📄 cvfunction.h
字号:
// Copyright (C) 2003
// Gerhard Neumann (gerhard@igi.tu-graz.ac.at)
//
// This file is part of RL Toolbox.
// http://www.igi.tugraz.at/ril_toolbox
//
// All rights reserved.
//
// Redistribution and use in source and binary forms, with or without
// modification, are permitted provided that the following conditions
// are met:
// 1. Redistributions of source code must retain the above copyright
// notice, this list of conditions and the following disclaimer.
// 2. Redistributions in binary form must reproduce the above copyright
// notice, this list of conditions and the following disclaimer in the
// documentation and/or other materials provided with the distribution.

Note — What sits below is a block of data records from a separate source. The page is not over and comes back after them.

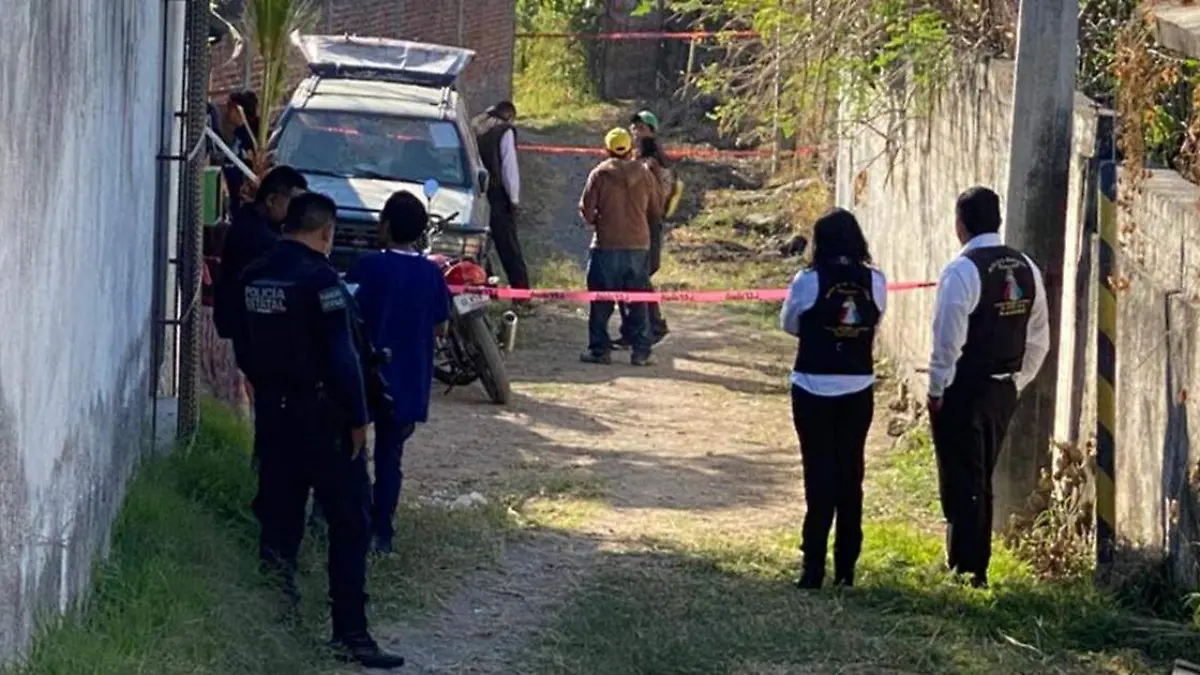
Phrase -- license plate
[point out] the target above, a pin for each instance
(468, 303)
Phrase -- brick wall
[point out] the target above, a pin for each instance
(486, 25)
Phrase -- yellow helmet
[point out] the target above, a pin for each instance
(619, 142)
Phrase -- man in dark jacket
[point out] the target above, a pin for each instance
(497, 137)
(255, 230)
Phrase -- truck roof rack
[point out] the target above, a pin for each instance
(382, 59)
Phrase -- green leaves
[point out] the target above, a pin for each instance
(270, 24)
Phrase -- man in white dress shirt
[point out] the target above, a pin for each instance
(497, 138)
(991, 335)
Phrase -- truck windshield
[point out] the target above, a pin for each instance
(369, 145)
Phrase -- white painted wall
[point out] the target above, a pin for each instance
(79, 131)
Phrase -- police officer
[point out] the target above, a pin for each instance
(991, 334)
(311, 417)
(252, 233)
(834, 308)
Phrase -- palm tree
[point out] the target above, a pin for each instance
(269, 25)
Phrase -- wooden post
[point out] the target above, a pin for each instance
(691, 65)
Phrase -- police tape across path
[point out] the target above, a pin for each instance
(753, 296)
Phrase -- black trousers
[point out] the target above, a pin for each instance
(967, 435)
(833, 437)
(508, 248)
(654, 310)
(299, 451)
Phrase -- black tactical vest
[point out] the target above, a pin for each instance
(490, 131)
(996, 332)
(838, 333)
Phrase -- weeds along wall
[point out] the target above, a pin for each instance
(904, 189)
(82, 109)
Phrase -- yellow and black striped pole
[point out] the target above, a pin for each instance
(1107, 369)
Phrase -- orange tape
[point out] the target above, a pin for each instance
(673, 153)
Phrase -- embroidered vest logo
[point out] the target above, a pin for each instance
(1014, 300)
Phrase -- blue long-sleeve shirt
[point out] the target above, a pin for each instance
(403, 298)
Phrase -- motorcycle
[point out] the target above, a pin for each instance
(468, 351)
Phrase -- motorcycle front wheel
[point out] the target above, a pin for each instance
(489, 360)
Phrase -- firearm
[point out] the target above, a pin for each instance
(381, 402)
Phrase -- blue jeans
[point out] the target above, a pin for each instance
(390, 438)
(618, 270)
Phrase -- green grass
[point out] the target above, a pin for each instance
(729, 607)
(903, 482)
(180, 593)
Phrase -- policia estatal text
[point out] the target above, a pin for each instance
(304, 356)
(990, 336)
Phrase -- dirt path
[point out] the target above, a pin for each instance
(701, 444)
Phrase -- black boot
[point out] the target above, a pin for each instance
(844, 578)
(361, 649)
(811, 573)
(844, 567)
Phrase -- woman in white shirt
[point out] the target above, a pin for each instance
(834, 308)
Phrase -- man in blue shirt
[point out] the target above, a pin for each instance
(405, 302)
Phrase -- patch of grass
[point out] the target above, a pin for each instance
(726, 604)
(180, 591)
(556, 270)
(903, 483)
(556, 499)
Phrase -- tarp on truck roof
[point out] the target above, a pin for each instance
(382, 59)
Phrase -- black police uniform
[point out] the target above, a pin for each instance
(299, 353)
(970, 429)
(250, 237)
(837, 338)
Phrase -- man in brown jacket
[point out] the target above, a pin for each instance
(619, 202)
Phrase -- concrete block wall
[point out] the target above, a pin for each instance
(904, 191)
(1158, 365)
(489, 27)
(82, 109)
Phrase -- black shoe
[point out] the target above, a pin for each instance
(810, 580)
(641, 360)
(361, 649)
(601, 358)
(381, 545)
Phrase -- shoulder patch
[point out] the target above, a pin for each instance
(333, 299)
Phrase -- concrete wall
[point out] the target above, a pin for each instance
(487, 27)
(904, 193)
(1158, 364)
(79, 100)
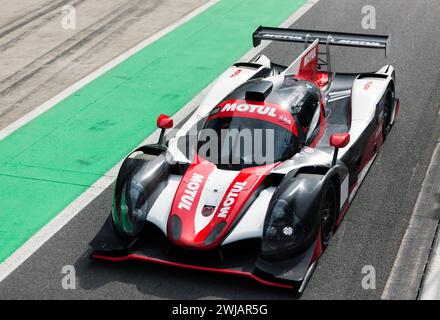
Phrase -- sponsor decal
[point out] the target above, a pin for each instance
(207, 210)
(193, 186)
(230, 199)
(360, 43)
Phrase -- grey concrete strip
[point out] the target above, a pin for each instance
(408, 270)
(370, 234)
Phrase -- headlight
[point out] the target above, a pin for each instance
(283, 233)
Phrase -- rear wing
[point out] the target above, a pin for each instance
(325, 37)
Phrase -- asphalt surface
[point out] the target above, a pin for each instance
(374, 225)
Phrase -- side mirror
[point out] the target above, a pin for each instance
(163, 122)
(338, 140)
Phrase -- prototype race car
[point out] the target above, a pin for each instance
(264, 199)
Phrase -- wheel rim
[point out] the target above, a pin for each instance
(328, 214)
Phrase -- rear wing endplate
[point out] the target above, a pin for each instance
(325, 37)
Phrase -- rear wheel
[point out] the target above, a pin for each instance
(328, 213)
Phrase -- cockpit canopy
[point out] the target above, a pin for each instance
(257, 124)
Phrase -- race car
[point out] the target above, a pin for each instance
(210, 201)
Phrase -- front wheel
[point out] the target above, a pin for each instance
(387, 112)
(328, 213)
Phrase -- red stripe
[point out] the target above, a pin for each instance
(264, 111)
(193, 267)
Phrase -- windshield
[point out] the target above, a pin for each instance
(239, 142)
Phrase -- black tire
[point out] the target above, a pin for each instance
(329, 206)
(387, 112)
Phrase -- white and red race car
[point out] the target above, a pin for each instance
(256, 182)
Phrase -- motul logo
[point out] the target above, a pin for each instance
(279, 36)
(190, 192)
(231, 198)
(250, 108)
(360, 43)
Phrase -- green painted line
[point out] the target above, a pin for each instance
(49, 162)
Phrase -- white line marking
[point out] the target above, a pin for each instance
(45, 233)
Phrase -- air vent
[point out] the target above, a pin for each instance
(259, 91)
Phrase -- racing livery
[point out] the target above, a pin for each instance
(227, 208)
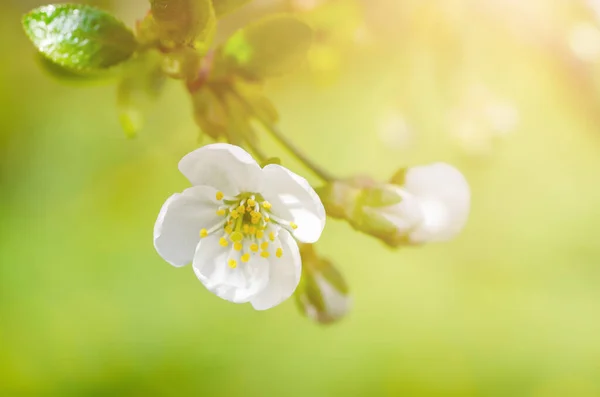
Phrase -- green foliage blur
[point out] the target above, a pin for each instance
(506, 90)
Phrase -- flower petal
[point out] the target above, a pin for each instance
(284, 274)
(293, 199)
(405, 215)
(227, 168)
(445, 199)
(177, 229)
(238, 285)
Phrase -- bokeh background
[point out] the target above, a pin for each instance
(506, 90)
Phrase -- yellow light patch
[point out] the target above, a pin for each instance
(237, 237)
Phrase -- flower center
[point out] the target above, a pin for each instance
(249, 226)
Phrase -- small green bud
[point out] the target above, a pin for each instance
(323, 294)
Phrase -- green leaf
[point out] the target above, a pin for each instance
(270, 47)
(71, 76)
(184, 22)
(79, 37)
(223, 7)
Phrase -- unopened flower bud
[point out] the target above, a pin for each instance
(420, 204)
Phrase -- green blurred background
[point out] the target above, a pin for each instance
(506, 90)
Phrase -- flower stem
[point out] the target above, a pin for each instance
(285, 142)
(293, 149)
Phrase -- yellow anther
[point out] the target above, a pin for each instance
(236, 237)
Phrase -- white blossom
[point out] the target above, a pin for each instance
(435, 204)
(238, 225)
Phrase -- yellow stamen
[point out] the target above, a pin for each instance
(236, 237)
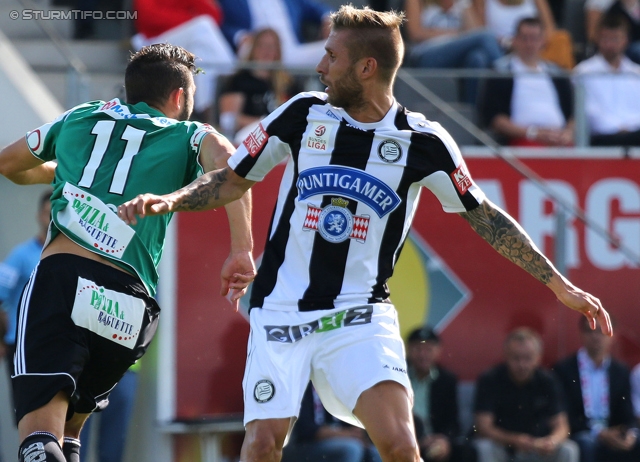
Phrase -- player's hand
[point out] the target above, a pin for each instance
(238, 271)
(589, 306)
(143, 205)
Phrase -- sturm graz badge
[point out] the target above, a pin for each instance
(264, 391)
(389, 151)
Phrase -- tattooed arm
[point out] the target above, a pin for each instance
(210, 191)
(508, 238)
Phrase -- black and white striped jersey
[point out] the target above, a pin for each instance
(347, 199)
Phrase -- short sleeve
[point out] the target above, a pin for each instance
(198, 132)
(445, 172)
(42, 140)
(9, 275)
(271, 141)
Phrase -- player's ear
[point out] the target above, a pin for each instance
(368, 67)
(175, 98)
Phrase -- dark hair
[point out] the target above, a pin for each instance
(613, 21)
(529, 21)
(374, 34)
(157, 70)
(423, 334)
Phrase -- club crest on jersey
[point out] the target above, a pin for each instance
(389, 151)
(263, 391)
(348, 182)
(336, 223)
(318, 137)
(461, 178)
(256, 140)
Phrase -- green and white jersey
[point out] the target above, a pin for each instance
(107, 154)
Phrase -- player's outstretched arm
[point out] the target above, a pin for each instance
(18, 165)
(511, 241)
(239, 269)
(210, 191)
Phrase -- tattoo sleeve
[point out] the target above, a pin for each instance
(509, 240)
(203, 193)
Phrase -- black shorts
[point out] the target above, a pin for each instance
(81, 325)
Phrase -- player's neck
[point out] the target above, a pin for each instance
(374, 110)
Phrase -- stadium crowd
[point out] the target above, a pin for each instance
(543, 70)
(586, 408)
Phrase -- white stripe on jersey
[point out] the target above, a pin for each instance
(19, 363)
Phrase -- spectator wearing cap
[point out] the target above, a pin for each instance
(435, 405)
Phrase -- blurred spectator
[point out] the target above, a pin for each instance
(635, 392)
(320, 437)
(113, 421)
(534, 105)
(502, 16)
(193, 25)
(435, 404)
(630, 9)
(287, 17)
(15, 271)
(519, 413)
(598, 393)
(447, 34)
(611, 87)
(250, 94)
(593, 11)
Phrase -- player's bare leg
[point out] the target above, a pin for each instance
(41, 431)
(385, 411)
(72, 429)
(264, 439)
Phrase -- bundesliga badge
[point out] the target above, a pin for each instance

// 3. The name of the author may not be used to endorse or promote products
// derived from this software without specific prior written permission.
//
// THIS SOFTWARE IS PROVIDED BY THE AUTHOR ``AS IS'' AND ANY EXPRESS OR
// IMPLIED WARRANTIES, INCLUDING, BUT NOT LIMITED TO, THE IMPLIED WARRANTIES
// OF MERCHANTABILITY AND FITNESS FOR A PARTICULAR PURPOSE ARE DISCLAIMED.
// IN NO EVENT SHALL THE AUTHOR BE LIABLE FOR ANY DIRECT, INDIRECT,
// INCIDENTAL, SPECIAL, EXEMPLARY, OR CONSEQUENTIAL DAMAGES (INCLUDING, BUT
// NOT LIMITED TO, PROCUREMENT OF SUBSTITUTE GOODS OR SERVICES; LOSS OF USE,
// DATA, OR PROFITS; OR BUSINESS INTERRUPTION) HOWEVER CAUSED AND ON ANY
// THEORY OF LIABILITY, WHETHER IN CONTRACT, STRICT LIABILITY, OR TORT
// (INCLUDING NEGLIGENCE OR OTHERWISE) ARISING IN ANY WAY OUT OF THE USE OF
// THIS SOFTWARE, EVEN IF ADVISED OF THE POSSIBILITY OF SUCH DAMAGE.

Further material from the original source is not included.